Proximity searches - A better understanding

What is a Proximity Search?

A Proximity search is a search syntax crafted to find items based on words that are within a specified maximum distance from each other in the item’s text. For example, to find all items with the words `desktop` and `application` within 10 words of each other, you would use the following syntax:

  • "desktop application"~10
Proximity searches differ from phrase searches in that the order of the search terms does not matter. Both of the following passages will be respondent to the proximity search above:

  • "You must turn on your desktop computer before you can open an application."
  • "I have copied the shortcut for the application onto the desktop."

Here is an example of a proximity search being used in Intella.


To illustrate how proximity search syntax works, consider the example of searching for "vound connect intella"~3
This search would match the following text strings:
  • "vound intella connect" (with 0 words in between)
  • "vound extra words here connect intella" (with 3 words in between)
  • "vound some words connect separated intella" (with 3 words in between)
  • "intella vound connect" (with 0 words in between)
However, it would not match the text strings:
  • "vound too many extra words here connect intella" (with 5 words in between)
  • "vound some words connect further separated intella" (with 4 words in between)
This example demonstrates how proximity search syntax can be used to find items based on words that are within a specified maximum distance from each other in the item's text, regardless of the order in which they appear.

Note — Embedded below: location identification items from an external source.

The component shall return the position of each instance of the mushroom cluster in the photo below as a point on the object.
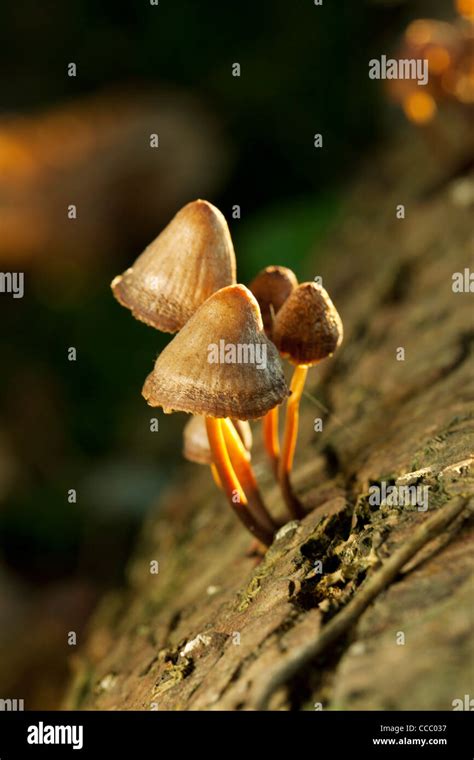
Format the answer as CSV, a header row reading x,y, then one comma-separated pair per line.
x,y
224,366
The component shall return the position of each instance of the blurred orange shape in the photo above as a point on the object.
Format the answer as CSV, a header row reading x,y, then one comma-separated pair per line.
x,y
419,32
419,107
465,8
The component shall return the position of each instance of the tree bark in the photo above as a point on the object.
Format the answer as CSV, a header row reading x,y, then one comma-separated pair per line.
x,y
216,629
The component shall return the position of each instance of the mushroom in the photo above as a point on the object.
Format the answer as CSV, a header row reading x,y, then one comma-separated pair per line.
x,y
196,443
271,287
188,261
222,365
307,329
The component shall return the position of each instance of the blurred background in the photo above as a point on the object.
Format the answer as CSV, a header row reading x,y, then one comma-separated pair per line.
x,y
85,140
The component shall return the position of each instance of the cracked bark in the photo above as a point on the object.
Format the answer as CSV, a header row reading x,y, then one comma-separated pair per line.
x,y
212,628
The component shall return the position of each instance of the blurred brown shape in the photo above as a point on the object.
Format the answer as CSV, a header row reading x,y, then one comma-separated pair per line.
x,y
96,153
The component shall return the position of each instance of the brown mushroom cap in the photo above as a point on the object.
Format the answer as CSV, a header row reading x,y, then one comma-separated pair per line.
x,y
196,443
191,259
307,328
184,379
271,287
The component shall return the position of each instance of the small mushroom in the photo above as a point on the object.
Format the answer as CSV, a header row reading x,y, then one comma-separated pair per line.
x,y
188,261
196,443
207,369
271,287
307,329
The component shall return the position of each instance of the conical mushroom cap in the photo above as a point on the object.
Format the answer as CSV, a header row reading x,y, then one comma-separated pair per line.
x,y
196,444
307,328
271,287
191,259
221,364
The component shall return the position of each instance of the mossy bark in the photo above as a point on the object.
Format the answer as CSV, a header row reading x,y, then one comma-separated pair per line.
x,y
211,627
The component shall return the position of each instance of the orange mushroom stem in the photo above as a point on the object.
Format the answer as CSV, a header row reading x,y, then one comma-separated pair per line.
x,y
240,460
230,482
271,437
289,440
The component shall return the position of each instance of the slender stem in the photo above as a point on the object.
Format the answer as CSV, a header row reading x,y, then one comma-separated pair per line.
x,y
289,440
239,458
230,482
215,475
271,437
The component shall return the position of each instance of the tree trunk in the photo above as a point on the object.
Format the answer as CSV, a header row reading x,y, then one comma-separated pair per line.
x,y
215,628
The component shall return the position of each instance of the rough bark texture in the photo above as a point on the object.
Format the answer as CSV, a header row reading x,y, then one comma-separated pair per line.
x,y
209,629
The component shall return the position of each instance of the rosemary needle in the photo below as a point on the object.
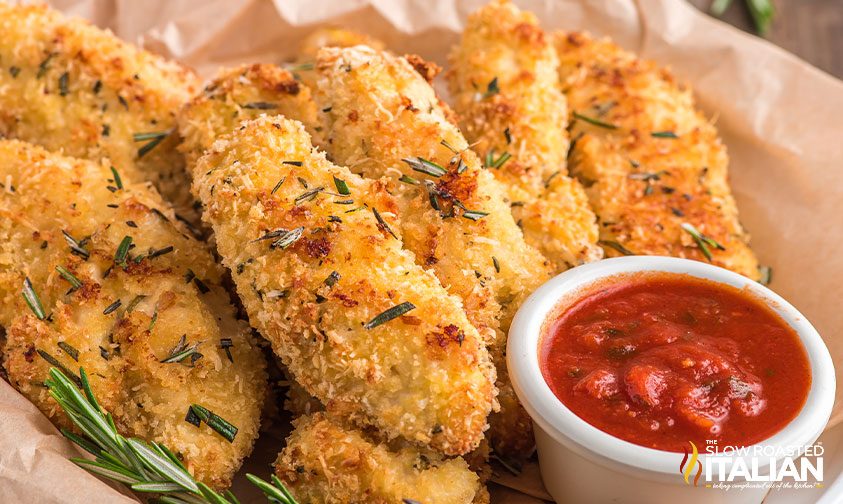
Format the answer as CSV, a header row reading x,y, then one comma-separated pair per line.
x,y
143,466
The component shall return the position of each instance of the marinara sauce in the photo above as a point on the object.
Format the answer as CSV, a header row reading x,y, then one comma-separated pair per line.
x,y
663,359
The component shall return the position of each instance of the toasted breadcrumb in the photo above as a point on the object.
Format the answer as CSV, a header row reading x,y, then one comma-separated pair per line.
x,y
378,114
164,295
74,88
650,160
325,462
504,82
328,37
316,270
239,94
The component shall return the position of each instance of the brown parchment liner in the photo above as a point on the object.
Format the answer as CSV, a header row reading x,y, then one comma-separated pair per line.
x,y
781,119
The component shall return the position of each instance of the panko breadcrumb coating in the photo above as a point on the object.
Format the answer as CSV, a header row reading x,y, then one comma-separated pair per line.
x,y
328,37
654,167
79,90
325,462
505,86
382,118
324,278
239,94
119,316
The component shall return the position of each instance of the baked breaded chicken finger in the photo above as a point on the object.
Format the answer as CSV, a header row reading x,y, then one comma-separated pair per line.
x,y
505,86
654,167
73,88
382,118
94,273
359,325
239,94
326,462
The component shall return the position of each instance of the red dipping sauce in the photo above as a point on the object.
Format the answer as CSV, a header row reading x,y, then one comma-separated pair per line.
x,y
662,359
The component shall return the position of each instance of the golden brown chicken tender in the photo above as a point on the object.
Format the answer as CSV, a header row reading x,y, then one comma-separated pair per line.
x,y
116,288
327,37
326,462
382,118
654,167
239,94
505,86
76,89
323,276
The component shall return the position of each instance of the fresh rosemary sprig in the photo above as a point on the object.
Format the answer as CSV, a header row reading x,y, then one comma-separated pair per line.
x,y
147,467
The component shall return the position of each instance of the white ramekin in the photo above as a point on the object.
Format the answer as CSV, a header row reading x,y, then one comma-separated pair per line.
x,y
580,463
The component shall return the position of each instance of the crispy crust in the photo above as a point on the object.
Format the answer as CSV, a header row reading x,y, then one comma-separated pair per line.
x,y
326,462
525,118
380,111
119,351
605,82
76,89
425,376
328,37
377,111
239,94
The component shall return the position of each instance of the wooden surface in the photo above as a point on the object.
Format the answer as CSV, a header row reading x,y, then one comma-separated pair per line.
x,y
810,29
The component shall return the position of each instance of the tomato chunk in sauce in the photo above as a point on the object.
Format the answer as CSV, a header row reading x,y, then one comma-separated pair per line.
x,y
663,359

Using the Correct Proximity Search Syntax

When provided with customer-created search syntax, we often find it to be complex, lengthy, and prone to errors. Below, we discuss three examples of incorrect syntax and demonstrate how to improve them.

Example 1

Incorrect syntax:
  • (Baxter Jason) ~20 (article) OR (paper) OR (presentation) OR (public) OR (report)
Issues:
  1. Search terms are not encased in double quotes
  2. The number of words to be within (~20) is not at the end of the proximity search syntax
Improved syntax:
  • "(Baxter OR Jason) (article OR paper OR presentation OR public OR report)"~20
Here, we group the keywords by placing them in parentheses, separating the terms with the OR operator, and ensuring all terms are encased in double quotes followed by the number of words that the terms must be within.


Example 2

Incorrect syntax:
  • "national OR fire OR service"~30 (truck) OR (department)
Issue:
  1. Double quotes do not encase all search terms
Improved syntax:
  • "(national OR fire OR service) (truck OR department)"~30
Again, we use parentheses to group the search terms and ensure all terms are encased in double quotes.


Example 3

Incorrect syntax:
  • reading w2 glasses
Issue:
  1. The 'w' (within) and 'n' (near) operators are not supported in Intella
Valid syntax for Intella should follow the format shown in the previous examples.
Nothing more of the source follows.